Welcome to CS With James
I was very sad that there was no little things to talk about in the VGGnet and the GoogLeNet. Both of them are working great but, GoogLeNet is very complex so it is so hard to code and VGGNet is just upgrade version of the Alexnet. But, now I am so happy that we have DenseNet.
DenseNet not just works better than any other network designs out there and it also very easy to code and compare to other network it have less parameters, so it takes less time to train, which is ultimate form of Neural Network.
Moreover, there is something that I have to fix on my mistake. I said from the previous post that 1k training epoch is not much compare to 300k epoch in the real competition, but I found out that it is not 300k epoch. Actually they are training the network about 300 epoch. I don’t know where is that ‘k’ came from. It was my mistake and I will train the DenseNet only for 300 epochs.
Now, Let me talk about the DenseNet. It was originated from the ResNet which keep the features from the previous layer, so when it is training (send back the error) make it better and high efficiency. However, the ResNet only connected few layer, but DenseNet now connecting “all” the layers.
Once you look at this image it will help you to understand what it means by connecting (concatenate) the layers. Keeping the low level feature will help the network to classify the image. So this is called Dense Block and DenseNet is made of few Dense Blocks with the Tradition Layer
So this is ultimate form of DenseNet. In between the Dense Block there is Transition Layer which will reduce the feature map using the pooling layer. Right before the output layer it is not exactly same to the transition layer but it is doing something similar.
The DenseNet is very easy to code because once you coded the DenseBlock and the Transition Layer, then you can just build it on top of the other to build the whole Network. Here is the code how I did. I made the DenseBlock and the Transition Layer into the Function and once I call the function it add the block on top of existing layer.
There are two parameters you have to know to make the DenseNet better.
- Growth_Rate (K) : I used num_filter in my code for the easy understanding. However in the original paper they used the word Growth Rate and used K to represent it. It is simply how have output filter you want to make after each convolutional layer. In the VGGNet there were 512 filter outputs, but in the DenseNet we can use about 12~24 (In the paper they used 12) for the ‘K’ which will decrease the number of computation dramatically.

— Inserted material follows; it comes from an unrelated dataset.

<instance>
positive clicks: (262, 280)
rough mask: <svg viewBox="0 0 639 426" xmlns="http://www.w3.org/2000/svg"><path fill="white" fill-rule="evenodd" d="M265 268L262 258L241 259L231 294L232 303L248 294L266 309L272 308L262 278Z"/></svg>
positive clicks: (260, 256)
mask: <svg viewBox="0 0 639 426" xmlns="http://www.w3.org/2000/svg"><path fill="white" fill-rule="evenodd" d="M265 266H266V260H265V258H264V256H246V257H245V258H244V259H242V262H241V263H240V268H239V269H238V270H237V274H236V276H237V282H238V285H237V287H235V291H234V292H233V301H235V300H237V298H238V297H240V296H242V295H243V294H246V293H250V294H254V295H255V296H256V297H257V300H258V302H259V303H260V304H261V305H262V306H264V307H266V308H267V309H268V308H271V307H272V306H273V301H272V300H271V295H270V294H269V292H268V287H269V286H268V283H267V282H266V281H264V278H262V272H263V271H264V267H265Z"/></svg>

- L : I had hard time figure this out, because even in the paper they didn’t explained this parameter very clearly. However, I read the paper so many times and did some research and found out that this is the parameter to represent how many convolutional layers in each Dense Block. It might wrong, if you know this please let me know
They decreased the number of parameters to train by reduce the filters on each layers. Compare to ResNet which have 10M parameters and DenseNet have 1M parameters they have the very similar result. The error rate difference is within the 1% range.
Moreover, most of the layers need to use the bias, which is added after the calculation to decrease the error rate. However, in the DenseNet they replaced the Bias with the BatchNormalization Layer, so they could make the train faster and by using BatchNormalization they could prevent the overfitting. This is really smart and they paid attention to the small details.
So, here is the result. I have trained my DenseNet with CIFAR10 Dataset with L=10, K=20 and Epoch=300.
loss: 0.0024 – acc: 0.9993 – val_loss: 1.0791 – val_acc: 0.8551
loss: 0.0027 – acc: 0.9991 – val_loss: 1.1468 – val_acc: 0.8472
loss: 0.0050 – acc: 0.9983 – val_loss: 1.2931 – val_acc: 0.8339
Test loss: 1.2930997592 Test accuracy: 0.8339
So, it ended up with the accuracy of 83.39% and it is way better than the previous Networks.